Kylie Jenner: El amor que a todos gusta
El amor es lo que tiene. Que a todos gusta y a casi nadie disgusta. Pese a que existan amores que duelan. Pese a que subsistan amores que rasgan. Pese a que persistan amores que traicionen -que se traicionen a sí mismos-. Una de las parejas más intrigantes, más ondulantes, más misteriosas es la de Kylie Jenner y Travis Scott.
Una historia que se quiere de ellos y de nadie más. Comenzaron a salir hace tres años, en 2017 después de conocerse y conectar en el conocido festival de Coachella. Aquello fue una atracción de tomo y lomo. Menos de un año después, en febrero de 2018, ambos disfrutaron de Stormi, su primera hija juntos, que nació por amor, por puro amor.
Por el bien de la niña
En octubre de 2019 llegó el desentendimiento y rompieron, aunque, eso sí, eso siempre, mantuvieron una relación cordial, afable, amable, por el bien de su niña.
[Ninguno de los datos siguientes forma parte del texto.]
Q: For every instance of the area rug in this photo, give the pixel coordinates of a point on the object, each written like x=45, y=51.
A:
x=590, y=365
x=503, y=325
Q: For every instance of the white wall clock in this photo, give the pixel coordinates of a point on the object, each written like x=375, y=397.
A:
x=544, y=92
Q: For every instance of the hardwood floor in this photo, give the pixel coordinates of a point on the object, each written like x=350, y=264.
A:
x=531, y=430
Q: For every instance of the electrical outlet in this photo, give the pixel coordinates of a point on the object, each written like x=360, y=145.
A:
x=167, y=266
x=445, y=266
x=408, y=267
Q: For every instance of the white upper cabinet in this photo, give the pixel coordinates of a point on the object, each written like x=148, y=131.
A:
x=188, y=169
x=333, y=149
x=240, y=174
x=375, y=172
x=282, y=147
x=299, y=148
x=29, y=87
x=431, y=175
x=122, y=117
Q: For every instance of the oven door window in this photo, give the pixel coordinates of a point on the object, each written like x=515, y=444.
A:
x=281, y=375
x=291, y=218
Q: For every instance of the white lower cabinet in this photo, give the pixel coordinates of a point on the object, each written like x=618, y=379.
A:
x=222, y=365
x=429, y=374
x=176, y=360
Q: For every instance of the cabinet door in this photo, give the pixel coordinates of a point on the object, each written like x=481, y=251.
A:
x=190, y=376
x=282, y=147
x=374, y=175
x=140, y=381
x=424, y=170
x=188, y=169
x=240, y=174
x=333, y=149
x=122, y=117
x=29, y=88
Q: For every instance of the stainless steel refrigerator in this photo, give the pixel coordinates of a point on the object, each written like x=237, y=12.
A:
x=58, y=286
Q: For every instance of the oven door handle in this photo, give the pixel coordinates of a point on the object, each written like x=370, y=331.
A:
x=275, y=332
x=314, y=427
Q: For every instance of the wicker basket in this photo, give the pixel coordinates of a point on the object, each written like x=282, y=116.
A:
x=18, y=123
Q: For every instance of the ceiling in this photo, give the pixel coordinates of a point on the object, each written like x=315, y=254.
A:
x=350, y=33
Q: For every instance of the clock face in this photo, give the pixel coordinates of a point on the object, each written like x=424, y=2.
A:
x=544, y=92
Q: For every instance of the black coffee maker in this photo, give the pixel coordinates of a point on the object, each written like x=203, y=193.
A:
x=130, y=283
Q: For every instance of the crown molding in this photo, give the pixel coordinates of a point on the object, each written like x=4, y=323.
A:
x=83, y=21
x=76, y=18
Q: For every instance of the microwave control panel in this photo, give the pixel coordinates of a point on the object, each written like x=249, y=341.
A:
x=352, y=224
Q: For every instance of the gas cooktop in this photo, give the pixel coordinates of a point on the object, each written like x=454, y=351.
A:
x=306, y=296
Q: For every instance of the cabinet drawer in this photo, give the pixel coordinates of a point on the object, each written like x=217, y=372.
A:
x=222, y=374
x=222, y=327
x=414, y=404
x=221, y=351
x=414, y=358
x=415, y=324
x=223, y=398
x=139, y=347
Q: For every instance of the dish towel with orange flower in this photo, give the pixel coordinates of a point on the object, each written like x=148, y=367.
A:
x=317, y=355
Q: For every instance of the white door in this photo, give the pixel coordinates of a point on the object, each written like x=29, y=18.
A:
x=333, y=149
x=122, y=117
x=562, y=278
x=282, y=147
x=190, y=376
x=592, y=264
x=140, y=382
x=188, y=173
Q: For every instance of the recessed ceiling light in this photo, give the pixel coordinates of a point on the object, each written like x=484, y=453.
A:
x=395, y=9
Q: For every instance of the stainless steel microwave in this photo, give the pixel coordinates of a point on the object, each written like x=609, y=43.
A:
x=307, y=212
Sin embargo, y tras todos estos meses desde su ruptura, en los que no se les veían juntos, de pronto, sin nadie esperarlo, sin nadie preverlo, en octubre la multimillonaria Kylie Jenner, ni corta ni perezosa, publicaba dos imágenes junto al padre de su hija.
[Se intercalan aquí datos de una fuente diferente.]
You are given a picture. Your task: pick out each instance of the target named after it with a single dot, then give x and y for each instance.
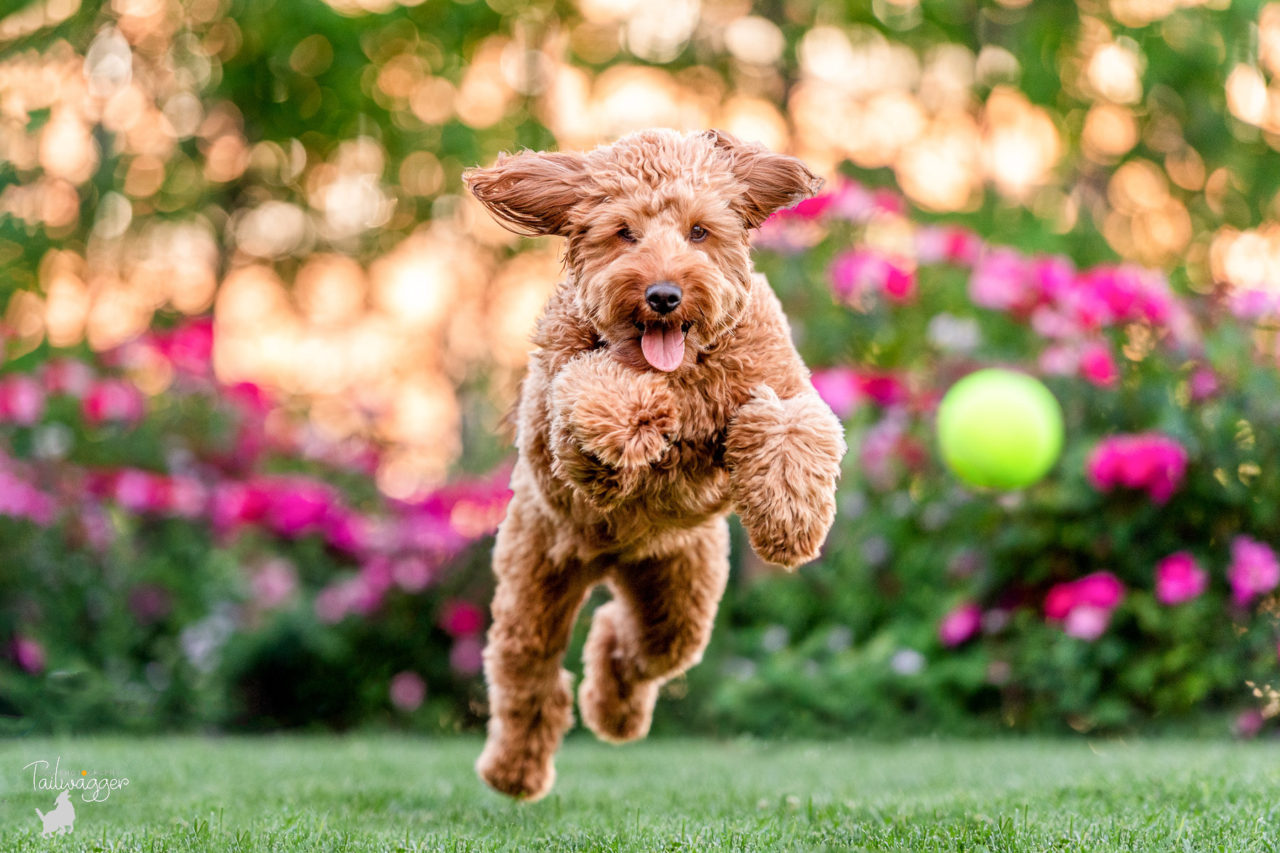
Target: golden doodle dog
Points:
(663, 392)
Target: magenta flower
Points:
(298, 506)
(1148, 461)
(346, 529)
(188, 347)
(814, 208)
(138, 491)
(1002, 282)
(407, 690)
(1087, 623)
(113, 400)
(1084, 606)
(1253, 570)
(461, 617)
(860, 276)
(466, 657)
(67, 377)
(21, 500)
(840, 388)
(1179, 578)
(960, 624)
(28, 653)
(1097, 365)
(22, 400)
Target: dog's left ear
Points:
(769, 181)
(531, 192)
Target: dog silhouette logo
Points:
(62, 819)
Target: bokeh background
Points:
(257, 343)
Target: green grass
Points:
(387, 793)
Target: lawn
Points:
(389, 793)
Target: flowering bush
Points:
(197, 556)
(1133, 584)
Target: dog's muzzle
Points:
(663, 297)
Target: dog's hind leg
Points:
(530, 696)
(654, 629)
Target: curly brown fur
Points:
(639, 430)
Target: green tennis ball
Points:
(1000, 429)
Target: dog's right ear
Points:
(531, 192)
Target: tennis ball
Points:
(1000, 429)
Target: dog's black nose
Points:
(663, 297)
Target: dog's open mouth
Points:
(663, 346)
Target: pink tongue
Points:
(663, 349)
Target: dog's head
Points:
(658, 231)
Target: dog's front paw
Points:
(629, 429)
(613, 415)
(517, 774)
(613, 702)
(784, 460)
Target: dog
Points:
(663, 392)
(62, 819)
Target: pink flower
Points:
(336, 601)
(466, 657)
(236, 505)
(28, 653)
(22, 400)
(138, 491)
(1001, 281)
(960, 624)
(1253, 570)
(859, 276)
(887, 450)
(188, 347)
(1179, 578)
(461, 617)
(1087, 623)
(1084, 606)
(407, 690)
(21, 500)
(813, 208)
(1253, 304)
(67, 377)
(1150, 461)
(1097, 365)
(840, 388)
(186, 497)
(113, 400)
(1054, 277)
(298, 506)
(1059, 360)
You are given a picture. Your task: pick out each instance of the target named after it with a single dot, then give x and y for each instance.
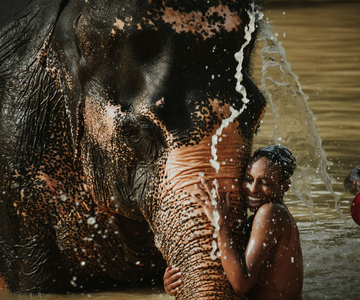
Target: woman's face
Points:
(262, 183)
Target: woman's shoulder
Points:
(275, 212)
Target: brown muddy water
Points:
(322, 43)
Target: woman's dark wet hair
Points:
(280, 156)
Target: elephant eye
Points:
(147, 46)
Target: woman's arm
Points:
(242, 269)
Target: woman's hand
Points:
(213, 200)
(172, 280)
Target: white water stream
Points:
(254, 16)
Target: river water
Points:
(322, 43)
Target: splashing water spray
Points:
(254, 15)
(293, 120)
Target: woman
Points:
(271, 266)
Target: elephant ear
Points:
(25, 26)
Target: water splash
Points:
(293, 120)
(254, 16)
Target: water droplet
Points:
(63, 197)
(91, 221)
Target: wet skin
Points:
(107, 114)
(273, 230)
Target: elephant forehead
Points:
(201, 23)
(204, 23)
(100, 121)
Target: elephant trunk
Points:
(183, 233)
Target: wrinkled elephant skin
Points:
(108, 109)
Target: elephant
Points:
(111, 111)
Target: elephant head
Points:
(147, 104)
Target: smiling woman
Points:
(271, 267)
(103, 106)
La pregunta saltó a la palestra. ¿Se trataba de una reconciliación porque el amor pudo con las desavenencias? ¿El final triunfó el fuego del cariño que cierto día se encendió para los restos? ¿Qué pasaba? ¿Qué estaba pasando? ¿Era todo real, era todo ficción?
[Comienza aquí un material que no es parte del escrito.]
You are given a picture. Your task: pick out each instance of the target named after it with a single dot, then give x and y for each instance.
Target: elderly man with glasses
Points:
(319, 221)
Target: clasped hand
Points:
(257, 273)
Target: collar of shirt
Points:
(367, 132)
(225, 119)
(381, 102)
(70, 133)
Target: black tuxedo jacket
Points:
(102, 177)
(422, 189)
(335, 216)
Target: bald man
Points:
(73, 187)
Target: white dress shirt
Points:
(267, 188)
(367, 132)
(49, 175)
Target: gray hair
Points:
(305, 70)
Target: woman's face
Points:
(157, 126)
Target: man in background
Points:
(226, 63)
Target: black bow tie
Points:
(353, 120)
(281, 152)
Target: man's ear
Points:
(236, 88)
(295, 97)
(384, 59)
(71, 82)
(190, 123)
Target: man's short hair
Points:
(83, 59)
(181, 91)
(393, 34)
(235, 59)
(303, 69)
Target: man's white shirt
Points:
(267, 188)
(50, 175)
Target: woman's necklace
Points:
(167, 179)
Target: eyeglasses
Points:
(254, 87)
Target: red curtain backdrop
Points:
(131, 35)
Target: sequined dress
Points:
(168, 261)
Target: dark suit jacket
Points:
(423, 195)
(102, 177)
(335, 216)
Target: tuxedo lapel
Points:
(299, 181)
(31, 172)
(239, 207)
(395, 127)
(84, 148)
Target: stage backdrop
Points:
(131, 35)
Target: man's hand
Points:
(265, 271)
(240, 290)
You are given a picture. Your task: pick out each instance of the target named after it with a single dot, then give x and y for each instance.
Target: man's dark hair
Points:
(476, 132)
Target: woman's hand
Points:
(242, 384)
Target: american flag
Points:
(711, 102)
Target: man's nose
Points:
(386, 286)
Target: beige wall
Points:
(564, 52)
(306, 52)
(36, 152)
Si bien es cierto que se trataba de un movimiento netamente publicitario, a nadie se le escapaba que no había más fotos de ellos, ninguna más, y algunos tabloides aseguran por activa y por pasiva que, como Khloé y Tristan, han pasado juntos los últimos meses... Únicamente el tiempo dirá si han vuelto, si verdaderamente han vuelto, y lo quieren mantener tan en secreto como el embarazo (como dice TMZ). ¿O será que tan solo se llevan a las mil maravillas?